Wii U hardware discussion and investigation *rename

Status
Not open for further replies.
Is that actually confirmed or is that still speculation?


confirmed/speculation i guess. i mean i guess you cant believe everything but that was the word around town. even IGN's(yes i know IGN) they made their test Wii U dev kit with a 4850. i believe thats wha nintendo was telling dev like the final GPU will be as powerful as the 4850 now remember this...The E6760 scores a 5870 in 3D Mark Vantage which is higher than the HD 4850 despite the card only running at 35 watts! so take it for what its worth i guess.
 
confirmed/speculation i guess. i mean i guess you cant believe everything but that was the word around town. even IGN's(yes i know IGN) they made their test Wii U dev kit with a 4850. i believe thats wha nintendo was telling dev like the final GPU will be as powerful as the 4850 now remember this...The E6760 scores a 5870 in3D Mark Vantage which is higher than the HD 4850 despite the card only running at 35 watts! so take it for what its worth i guess.

That kind of invalidates the whole thing doesnt it? Lol..i mean you can't use a 4850 off the shelf GPU in a PC and expect to have the same results comparable to a closed box with plenty of other variables even if they had the same GPU. It just shows a clear lack of technical knowledge on their part. Not saying i know much about tech myself though.
 
That kind of invalidates the whole thing doesnt it? Lol..i mean you can't use a 4850 off the shelf GPU in a PC and expect to have the same results comparable to a closed box with plenty of other variables even if they had the same GPU. It just shows a clear lack of technical knowledge on their part. Not saying i know much about tech myself though.


YES exactly they stated that before their test. obviously whatever is inside the Wii U is custom and not the same as off the shelf.
 
I don't need to be told it's literally 3 single core processors, please don't insult my intelligence :p You're making it sound as if threads are either dependent or they aren't, and you get either full parallel utilization or full serial utilization.

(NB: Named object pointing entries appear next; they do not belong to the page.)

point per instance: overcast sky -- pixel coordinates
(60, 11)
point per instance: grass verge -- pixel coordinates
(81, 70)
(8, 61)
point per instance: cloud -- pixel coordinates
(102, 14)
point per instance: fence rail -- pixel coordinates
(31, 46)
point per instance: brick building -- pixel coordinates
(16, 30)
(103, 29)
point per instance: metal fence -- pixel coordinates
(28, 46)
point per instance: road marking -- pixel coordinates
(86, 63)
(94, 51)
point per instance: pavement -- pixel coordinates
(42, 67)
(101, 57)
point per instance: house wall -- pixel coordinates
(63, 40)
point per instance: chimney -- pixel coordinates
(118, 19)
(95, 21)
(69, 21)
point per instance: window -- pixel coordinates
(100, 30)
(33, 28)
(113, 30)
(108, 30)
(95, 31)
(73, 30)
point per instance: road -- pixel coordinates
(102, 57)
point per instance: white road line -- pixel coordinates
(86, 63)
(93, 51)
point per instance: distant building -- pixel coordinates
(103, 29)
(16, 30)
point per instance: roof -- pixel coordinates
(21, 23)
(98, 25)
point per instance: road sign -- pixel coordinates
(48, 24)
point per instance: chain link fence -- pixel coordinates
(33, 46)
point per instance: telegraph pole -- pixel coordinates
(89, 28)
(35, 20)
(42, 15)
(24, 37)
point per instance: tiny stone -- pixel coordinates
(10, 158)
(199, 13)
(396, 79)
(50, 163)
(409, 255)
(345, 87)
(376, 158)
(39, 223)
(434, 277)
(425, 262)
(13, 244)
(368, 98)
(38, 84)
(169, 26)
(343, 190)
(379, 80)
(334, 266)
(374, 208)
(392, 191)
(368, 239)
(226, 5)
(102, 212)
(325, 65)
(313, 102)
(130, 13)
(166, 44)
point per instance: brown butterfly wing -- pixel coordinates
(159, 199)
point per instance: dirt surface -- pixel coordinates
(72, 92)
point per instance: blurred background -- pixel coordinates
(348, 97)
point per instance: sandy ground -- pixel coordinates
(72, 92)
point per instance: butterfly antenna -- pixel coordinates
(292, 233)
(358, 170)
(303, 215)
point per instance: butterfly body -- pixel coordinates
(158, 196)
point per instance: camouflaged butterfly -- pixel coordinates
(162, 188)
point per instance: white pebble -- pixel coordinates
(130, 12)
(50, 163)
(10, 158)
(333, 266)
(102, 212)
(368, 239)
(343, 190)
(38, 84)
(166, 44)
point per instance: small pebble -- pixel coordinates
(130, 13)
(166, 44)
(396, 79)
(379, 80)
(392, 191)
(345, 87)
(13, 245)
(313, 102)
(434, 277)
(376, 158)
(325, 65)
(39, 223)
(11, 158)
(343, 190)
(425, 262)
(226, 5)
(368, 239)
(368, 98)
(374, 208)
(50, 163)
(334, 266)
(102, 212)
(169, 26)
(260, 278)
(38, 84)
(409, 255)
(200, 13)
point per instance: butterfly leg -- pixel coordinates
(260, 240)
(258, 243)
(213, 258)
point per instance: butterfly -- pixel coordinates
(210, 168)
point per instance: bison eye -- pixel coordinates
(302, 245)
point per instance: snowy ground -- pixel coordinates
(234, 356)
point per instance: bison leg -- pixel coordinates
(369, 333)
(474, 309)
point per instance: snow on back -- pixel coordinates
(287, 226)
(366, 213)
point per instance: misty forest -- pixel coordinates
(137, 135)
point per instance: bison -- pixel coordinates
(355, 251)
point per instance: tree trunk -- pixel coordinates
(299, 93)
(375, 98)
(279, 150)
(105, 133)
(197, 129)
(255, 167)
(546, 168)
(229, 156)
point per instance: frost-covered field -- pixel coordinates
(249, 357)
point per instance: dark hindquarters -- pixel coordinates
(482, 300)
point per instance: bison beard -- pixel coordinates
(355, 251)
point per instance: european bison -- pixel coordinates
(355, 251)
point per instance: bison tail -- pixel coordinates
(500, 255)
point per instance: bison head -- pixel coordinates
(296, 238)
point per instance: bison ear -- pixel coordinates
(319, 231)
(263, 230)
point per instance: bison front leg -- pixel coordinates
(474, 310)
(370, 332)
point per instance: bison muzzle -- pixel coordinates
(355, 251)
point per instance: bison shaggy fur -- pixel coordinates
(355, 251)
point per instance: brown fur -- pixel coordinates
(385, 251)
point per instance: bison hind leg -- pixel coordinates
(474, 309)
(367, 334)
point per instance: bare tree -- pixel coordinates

Go run some of your favorite PC games and log CPU utilization over some period of time.
Okay, in saying 'multithreaded engine' I wasn't thinking of a PC targeting a range of machines - should have said 'console multithreaded engine'. In a console where you know you've got three cores, I don't see why devs wouldn't keep them all busy as long as they have work to do. It'd all come down to dependencies as you say. I guess a dev can set us right there.
 
From the outside GDDR3 and DDR3 behave very similarly, almost identical, from a logical perspective. At 800 MHz, both GDDR3 and DDR3 have a CL (cas latency) of 11 cycles, while RCD (ras to cas delay) is 12 cycles for GDDR3 vs 11 cycles for DDR3. So the effective latency of a read is almost identical, 11+12 vs 11+11.

The main logical difference is that GDDR3 is a 4-bit fetch and DDR3 is an 8-bit fetch. This determines the minimum burst size you'll get for a read or write. This is important for pushing up to higher IO bandwidths but has almost nothing to do with latency. At their core, DRAMs have not been speeding up anywhere near as much as the IO speeds. To get more and more bandwidth the interface between IO and core has been made wider and wider. GDDR3 at 800 MHz runs the DRAM core at 400 MHz and fetches 4-bits in parallel. This gives you 1600 Mbit/sec. DDR3 at 800 MHz runs the DRAM core at 200 MHz and fetches 8-bits in parallel. It gives you the same 1600 Mbit/sec. In both cases it fetches bits in parallel at lower speed and then serializes them at a higher speed. The latency of making that fetch is roughly the same. This is also why CL in cycles goes up very quickly as IO speed goes up - the core is running much slower than the IO.

The core structures of the DRAMs in all of these (DDR2, DDR3, DDR4, GDDR3, GDDR5) are the same. The differences are in the IO area. The wider the core interface, the higher you can push the IO speed. So DDR2 and GDDR3 are 4-bit, while DDR3 and GDDR5 are 8-bit. Then when you get to the electrical interface between two chips you expose a larger number of differences. GDDR3 uses a 1.8-2.0V IO with pull-up termination at the end point and a pseudo open drain style of signaling. It also uses single ended uni-directional strobes. It is a good interface for a controller chip and a couple DRAMs. DDR3 uses 1.35-1.5V for IO with mid-rail termination at the end points with termination turned on/off by a control pin. It has bi-directional differential strobes. It is better suited for interfaces with more DRAMs (like a DIMM).

GDDR3 and GDDR5 use signaling designed to go a lot faster. They wind up limited by both the DRAM core speed and the IO speed. DDR2 and DDR3 use signaling designed to handle more loads. They wind up limited by IO speed but not by DRAM core speed.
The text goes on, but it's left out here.